This Simple Riddle Breaks The Most Advanced AI Models
Beyond the Benchmarks A Real-World AI Test
In the race for AI dominance, companies love to boast about massive benchmarks and token counts. But for the average person, these numbers are meaningless. What truly matters is whether the AI can handle a real-world task. That's why I've developed my own test: a single, clever prompt designed to probe for genuine reasoning.
I don’t get swayed by a model trained on a trillion data points or one with an infinite context window. My only concern is its practical performance right now. For a long time, I had a reliable prompt that could stump any AI.
The Spatial Riddle That AI Finally Solved
A while back, I compiled a list of simple questions that ChatGPT couldn't handle.
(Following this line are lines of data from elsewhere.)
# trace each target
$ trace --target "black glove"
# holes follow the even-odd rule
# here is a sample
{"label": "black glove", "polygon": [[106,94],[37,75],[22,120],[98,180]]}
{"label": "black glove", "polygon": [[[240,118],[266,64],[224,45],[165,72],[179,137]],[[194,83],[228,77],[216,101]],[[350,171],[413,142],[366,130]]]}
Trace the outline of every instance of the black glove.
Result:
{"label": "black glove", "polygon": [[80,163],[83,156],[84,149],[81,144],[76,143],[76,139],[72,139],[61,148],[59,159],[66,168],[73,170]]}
My favorite was a spatial reasoning riddle that any person could solve in a second:
"Alan, Bob, Colin, Dave, and Emily are standing in a circle. Alan is on Bob’s immediate left. Bob is on Colin’s immediate left. Colin is on Dave’s immediate left. Dave is on Emily’s immediate left. Who is on Alan’s immediate right?"
It’s a straightforward logic puzzle. If Alan is to Bob's left, then Bob must be on Alan's right. For the longest time, every major model, from ChatGPT to Gemini, failed this test.
However, when ChatGPT 5 was released, it finally got the correct answer. It's possible, as a reader once suggested, that by publishing these prompts, I inadvertently helped train the models to solve them. With my go-to test now obsolete, I needed to find a new one.
The Probability Puzzle That Still Stumps ChatGPT
Digging back into my old list, I found a probability puzzle that the latest models, including ChatGPT 5, still can't crack:
"You’re playing Russian roulette with a six-shooter revolver. Your opponent loads five bullets, spins the cylinder, and fires at himself. Click—empty. He offers you the choice: spin again before firing at you, or don’t. What do you choose?"
The correct choice is to spin again. Since one of the six chambers is known to be empty, not spinning means you face a 1 in 5 chance of landing on the single remaining empty chamber. But wait, the opponent fired and it was empty. This means one of the five bullet chambers is next. Not spinning gives you a 0% chance of survival. Spinning resets the odds, giving you a 1 in 6 chance of survival.
ChatGPT 5 got it wrong. It advised not to spin, but then proceeded to write a detailed mathematical explanation that proved the exact opposite—that spinning was the better choice. The self-contradiction was stunning.
Gemini 2.5 Flash made the same error, giving one answer and then using logic that supported the contrary conclusion. It's clear that both models decided on an answer first and only then attempted to justify it with math.
Why Top AI Models Contradict Themselves
When I asked ChatGPT 5 to identify the contradiction in its own response, it did so but bizarrely claimed I had been the one to answer incorrectly first. After I corrected it, the model gave a standard non-apology.
Pushed for an explanation, it suggested it likely pulled its initial wrong answer from a similar example in its training data before its internal reasoning process arrived at the correct math.
Gemini's excuse was more direct, simply admitting to a calculation error without mentioning any training bias.
A Surprising Success Story DeepSeek AI
Curious, I posed the same riddle to a different model: China’s DeepThink R1. It passed with flying colors. The model laid out its entire reasoning process first, even second-guessing itself mid-thought, before committing to the correct answer.
DeepSeek succeeded not because it's necessarily better at math, but because its process involves thinking first and answering second—the reverse of its more famous competitors.
The Illusion of AI Thought
This experiment is another powerful reminder that LLMs are not truly thinking. They are incredibly sophisticated systems that mimic human reasoning, a fact they will admit if asked directly. These simple tests are useful for grounding our expectations and remembering that chatbots are not infallible search engines. They reveal the fascinating, and sometimes flawed, inner workings of the AI shaping our world.